From that day on, they continued to grow, setting aside their miserable defeat in Australia. They are now the world’s number one test team, and New Zealand is the first team to achieve this goal. They also have some of the best players in the world of cricket. Opening pitcher Trent Boult regrettably missed this series, he will walk into most international teams, and his new ball partner Tim Southee is a perfect fit British conditions. In Kyle Jamison, they can also be said to be the most exciting young talent in the world of cricket. The 6-foot-8 Oaklander has Steve Harmison’s spire bounce and Glenn McGrath’s unmistakable accuracy. England’s batsman may face an uncomfortable start at the beginning of the summer.

Compared with the current development of professional sports, Williamson and his men’s game style is also particularly refreshing. We are constantly bombarded with the idea that the final result is the most important. Science and technology are taking over every sport through VAR, DRS, Eagle Eye and various other evil inventions. We are constantly being told that this is because the result is “too important” to be judged by humans. Well, maybe not. Perhaps, as we saw in the World Cup finals, the weaknesses of human nature and the weaknesses of all parties are an integral part of a great sports game. Maybe, when everything is said and done, you can still smile sadly, and then go and drink beer with the 11 people who just beat you on the court. This is exactly what Kane Williamson and his New Zealanders did in the England locker room a few hours after the sun went down.

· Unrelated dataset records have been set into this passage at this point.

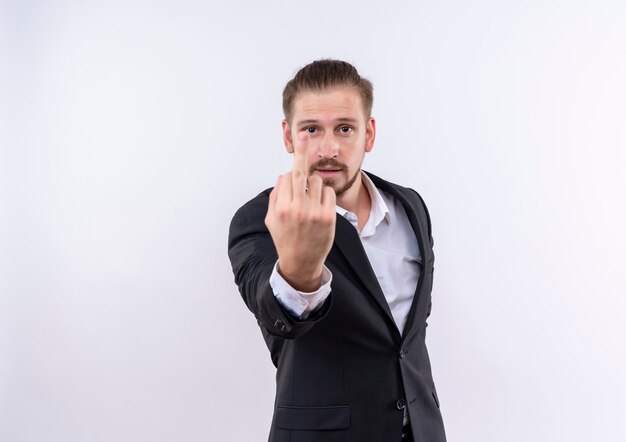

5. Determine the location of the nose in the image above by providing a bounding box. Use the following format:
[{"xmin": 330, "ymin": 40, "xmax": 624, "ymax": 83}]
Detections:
[{"xmin": 319, "ymin": 133, "xmax": 339, "ymax": 159}]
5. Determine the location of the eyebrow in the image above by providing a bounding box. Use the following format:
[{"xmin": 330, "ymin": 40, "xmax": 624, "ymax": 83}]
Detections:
[{"xmin": 298, "ymin": 117, "xmax": 359, "ymax": 126}]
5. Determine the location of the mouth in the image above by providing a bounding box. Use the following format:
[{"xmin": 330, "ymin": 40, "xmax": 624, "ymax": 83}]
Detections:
[{"xmin": 315, "ymin": 167, "xmax": 341, "ymax": 178}]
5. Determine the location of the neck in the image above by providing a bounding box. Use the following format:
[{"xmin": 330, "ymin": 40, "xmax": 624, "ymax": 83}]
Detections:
[{"xmin": 337, "ymin": 171, "xmax": 372, "ymax": 218}]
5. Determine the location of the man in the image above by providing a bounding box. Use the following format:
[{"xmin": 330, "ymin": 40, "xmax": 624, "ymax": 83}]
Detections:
[{"xmin": 228, "ymin": 60, "xmax": 446, "ymax": 442}]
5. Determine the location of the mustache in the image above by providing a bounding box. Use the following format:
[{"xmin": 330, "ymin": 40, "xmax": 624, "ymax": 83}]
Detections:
[{"xmin": 310, "ymin": 158, "xmax": 346, "ymax": 173}]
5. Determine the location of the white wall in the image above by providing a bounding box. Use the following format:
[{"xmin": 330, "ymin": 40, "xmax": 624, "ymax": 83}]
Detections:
[{"xmin": 0, "ymin": 0, "xmax": 626, "ymax": 442}]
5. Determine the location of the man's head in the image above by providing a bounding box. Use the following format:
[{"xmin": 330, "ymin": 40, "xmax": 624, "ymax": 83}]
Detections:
[
  {"xmin": 283, "ymin": 60, "xmax": 376, "ymax": 197},
  {"xmin": 283, "ymin": 60, "xmax": 374, "ymax": 121}
]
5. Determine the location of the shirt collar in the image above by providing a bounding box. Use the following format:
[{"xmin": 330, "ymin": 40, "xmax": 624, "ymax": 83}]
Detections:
[{"xmin": 335, "ymin": 171, "xmax": 390, "ymax": 236}]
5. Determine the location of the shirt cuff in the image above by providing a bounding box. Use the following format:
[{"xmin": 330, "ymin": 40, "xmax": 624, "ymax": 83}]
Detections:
[{"xmin": 270, "ymin": 261, "xmax": 333, "ymax": 319}]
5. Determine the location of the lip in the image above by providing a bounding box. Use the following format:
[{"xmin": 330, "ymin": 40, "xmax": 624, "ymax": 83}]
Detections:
[{"xmin": 315, "ymin": 169, "xmax": 341, "ymax": 177}]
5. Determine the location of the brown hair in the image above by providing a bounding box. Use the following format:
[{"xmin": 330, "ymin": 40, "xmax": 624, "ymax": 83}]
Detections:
[{"xmin": 283, "ymin": 60, "xmax": 374, "ymax": 121}]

It was this belief in winning at all costs that drove the Australian team to the point where they were willing to put sandpaper into their pants just to gain an advantage in the test match. It was this belief that made David Warner a kind of strange “attack dog”, yelling at every batter that passed by, and it was this belief that made Steve Smith the last in England A trip to the Ashes is so repulsive to target Johnny Bierstow’s mental health.

Indeed, compared to their nearest neighbors, Black Caps appeared the most outstanding. After the ball tampering scandal in South Africa, Australian coach Darren Lehmann made a remarkable acknowledgment that his country needs to “learn from New Zealand’s books” to learn how to play. He probably makes sense. After all, it is New Zealand, not their neighbors, who will face India in the World Test Championship final in Southampton this month. Although the unpredictable competition is certainly beneficial to them, it is undeniable that they have the strength. Many neutrals will also cheer for them. After all, it is not difficult to compare Williamson and his men to Virat Kohli’s reckless approach. It would also be refreshing to see a country from outside the infamous “Big Three” of cricket win such an award. For the same reason, even the proud Englishman must admit that when Lord’s game starts this morning, he will have more than a small group of people supporting New Zealand.

Maybe this example of the New Zealand team can even surpass our sport. In the age of social media who is yelling, maybe the old values ​​of quiet decent, gentleman and respect still have a place. In order to show us this, we must thank Kane Williamson and his black hat.